Si les violences conjugales ne sont plus le tabou qu'elles étaient il y a quelques années, on les réduit encore souvent à des actes de violence physique ou extrême. Mais avant d'en arriver là, il y a parfois des années de signaux plus subtiles.
Des coups, des hurlements et des bleus. C'est bien souvent l'image que l'on se fait des violences au sein du couple. Mais avant d'en arriver là, la quasi-totalité des victimes de violences conjugales ont d'abord été des personnes heureuses en couple. Et si des phénomènes comme les violences verbales et financières sont plus connus, savoir quand les choses vont trop loin dans son propre couple est parfois difficile.
Pourtant, réussir à identifier les premiers signes d'une relation déséquilibrée est essentiel : "Plus le cycle de la violence s'installe, plus c'est difficile d'en sortir", explique Eva Bronnenkant, présidente de Solidarité Femmes 25, "alors si on s'en rend compte le plus rapidement possible, on peut en sortir plus facilement aussi".
Le violentomètre by on Scribd
Comment on s'aime ?
C'est notamment pour cela que le violentomètre a été conçu en 2018 par plusieurs associations : offrir des exemples, et une sorte de barème de ce qui est normal et de ce qui ne l'est pas. Des exemples d'autant plus précieux, qu'ils peuvent aiguiller une population particulièrement touchée : les 18-25 ans. "C'est la tranche la plus touchée, mais ils passent sous les radars, soupire Eva Bronnenkant. La violence dans ces couples est sous-estimée, alors que c'est là que les choses s'installent".
Pour permettre aux femmes et aux hommes qui se posent des questions sur leur couple, une plateforme, Comment on s'aime ? a été mise en place par l'association "En Avant". Un tchat internet, complètement anonyme, est tenu par des professionnels, qui peuvent répondre aux questions et aider à trouver des solutions.
Comme tous les sites professionnels de lutte contre les violences, il est possible de le quitter très rapidement, en cliquant sur le bouton "quitter ce site", et des explications sur la manière d'effacer les traces de sa visite sur son ordinateur ou son téléphone sont disponibles.
"Il y a des signes"
Première étape : " Il faut différencier le conflit, de la violence" expose Eva Bronnenkant. "Dans un couple, on peut se disputer, il peut y avoir des désaccords, mais l'échange reste possible, et chacun est sur un pied d'égalité". Elle précise : "le conflit, ça peut être constructif". Pour cela, il faut que ces conflits amènent à une remise en question équilibrée.

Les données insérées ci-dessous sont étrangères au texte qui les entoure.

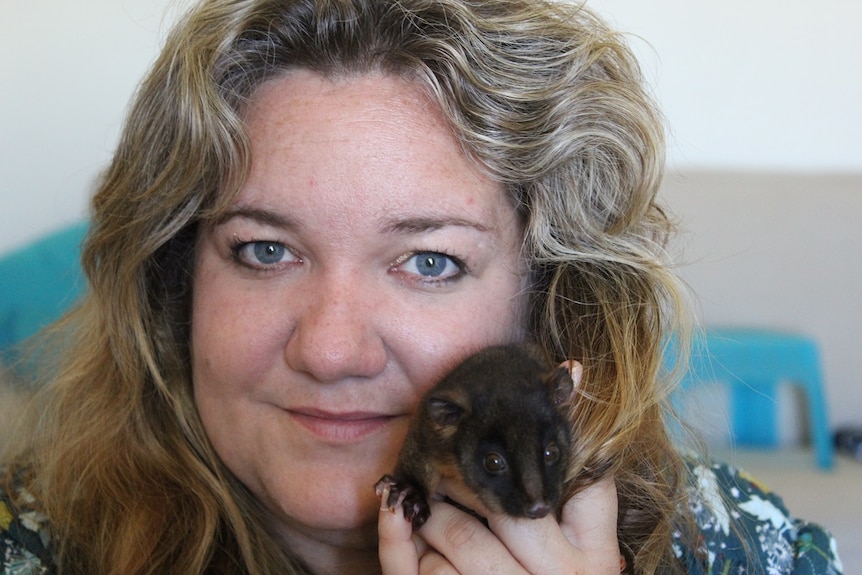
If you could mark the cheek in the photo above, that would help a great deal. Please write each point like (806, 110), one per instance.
(231, 341)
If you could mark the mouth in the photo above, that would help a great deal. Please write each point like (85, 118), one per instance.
(341, 427)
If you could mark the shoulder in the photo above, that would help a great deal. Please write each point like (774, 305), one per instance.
(740, 521)
(24, 535)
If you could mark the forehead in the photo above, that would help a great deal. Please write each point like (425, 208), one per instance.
(374, 136)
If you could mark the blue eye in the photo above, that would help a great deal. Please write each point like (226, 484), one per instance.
(268, 252)
(262, 253)
(433, 265)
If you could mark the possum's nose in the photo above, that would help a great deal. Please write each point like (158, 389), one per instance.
(538, 509)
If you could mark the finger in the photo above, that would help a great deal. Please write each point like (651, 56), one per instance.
(433, 563)
(397, 552)
(537, 544)
(466, 543)
(589, 518)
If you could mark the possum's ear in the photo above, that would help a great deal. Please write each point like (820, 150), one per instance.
(446, 409)
(564, 380)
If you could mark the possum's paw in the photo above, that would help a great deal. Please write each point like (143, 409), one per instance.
(403, 494)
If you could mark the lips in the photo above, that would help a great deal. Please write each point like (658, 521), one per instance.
(341, 427)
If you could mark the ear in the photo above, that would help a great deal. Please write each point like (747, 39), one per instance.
(446, 409)
(564, 380)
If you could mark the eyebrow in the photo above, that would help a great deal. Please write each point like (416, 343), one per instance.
(391, 225)
(413, 225)
(262, 216)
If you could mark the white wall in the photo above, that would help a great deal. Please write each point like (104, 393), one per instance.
(763, 85)
(770, 85)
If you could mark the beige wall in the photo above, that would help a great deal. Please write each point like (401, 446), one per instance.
(784, 251)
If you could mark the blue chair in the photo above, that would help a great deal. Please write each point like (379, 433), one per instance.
(38, 282)
(753, 363)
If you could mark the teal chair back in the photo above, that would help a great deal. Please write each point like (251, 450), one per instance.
(38, 283)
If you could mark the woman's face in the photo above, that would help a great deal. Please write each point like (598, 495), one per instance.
(364, 257)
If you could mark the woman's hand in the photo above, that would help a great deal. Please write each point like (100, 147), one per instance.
(584, 542)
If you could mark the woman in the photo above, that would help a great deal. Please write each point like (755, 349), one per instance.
(317, 209)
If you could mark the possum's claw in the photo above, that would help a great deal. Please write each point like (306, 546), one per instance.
(408, 497)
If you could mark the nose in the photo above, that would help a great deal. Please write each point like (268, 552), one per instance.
(334, 335)
(537, 509)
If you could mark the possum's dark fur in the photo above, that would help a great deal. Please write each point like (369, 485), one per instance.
(497, 422)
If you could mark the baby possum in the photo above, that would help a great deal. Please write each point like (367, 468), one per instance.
(497, 423)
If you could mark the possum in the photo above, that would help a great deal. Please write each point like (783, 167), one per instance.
(497, 423)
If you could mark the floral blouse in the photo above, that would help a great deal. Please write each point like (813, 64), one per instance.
(740, 522)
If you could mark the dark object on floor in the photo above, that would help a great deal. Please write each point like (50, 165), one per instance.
(849, 440)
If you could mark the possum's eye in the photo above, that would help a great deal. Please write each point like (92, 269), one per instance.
(495, 463)
(552, 453)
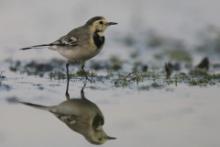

"Dans la violence, il y a un rapport de domination, une asymétrie", continue-t-elle. Un refus d'entendre la peine que l'autre peut ressentir, à la prendre en compte pour se remettre en question. Au contraire, la faute est en permanence rejetée sur l'autre. D'abord exceptionnelles, "ces disputes deviennent répétitives". " Ça pousse la victime à se sur-adapter, elle n'est plus libre de sa parole ou de ses choix, elle va marcher sur des œufs pour éviter que le conflit s'installe".
Si c'est dans la répétition et qu'on perd la confiance en soi, sa liberté d'agir, il faut se poser des questions.
Eva Bronnenkant, présidente de Solidarité Femmes 25
"C'est souvent des crises de jalousie, des cris", décrit Eva Bronenkant. "La victime n'est plus libre dans ses choix, vestimentaires ou dans ce qu'elle va dire, l'autre ne laisse plus la place à des prises de décisions, à ses désirs".
Un point commun récurrent, de plus en plus présent chez les victimes de violences conjugales : la cyberviolence. Peu à peu, le contrôle de l'autre passe par celui de ses outils numériques et de sa présence sur les réseaux sociaux. Ce qu'il ou elle peut publier, quand, à qui. Avec qui il ou elle parle. Jusqu'à avoir connaissance en permanence de sa géolocalisation, ou même installer des logiciels espions. "Si tu ne te sens pas bien dans ta relation, c’est que quelque chose ne va pas" précise le site "Comment on s'aime ?" dans son article " Comment savoir quand ça va trop loin ?".
Eva Bronenkant précise que les violences conjugales peuvent en rester à cette étape de disputes qui contraignent de fait pendant "des semaines, des mois, voire des années avant que la violence éclate". Elle ajoute que "ce sont des stratégies qui peuvent être conscientes, mais aussi inconscientes", ce qui ne change rien au mal qu'elles peuvent faire, ou à l'importance de se protéger le plus rapidement possible.
Outre le tchat "comment on s'aime ?", le numéro de téléphone 3919 permet de contacter des professionnels capables d'accompagner une personne qui se pose des questions, ou qui envisage de partir. Elles peuvent aussi aider les proches d'une victime potentielle.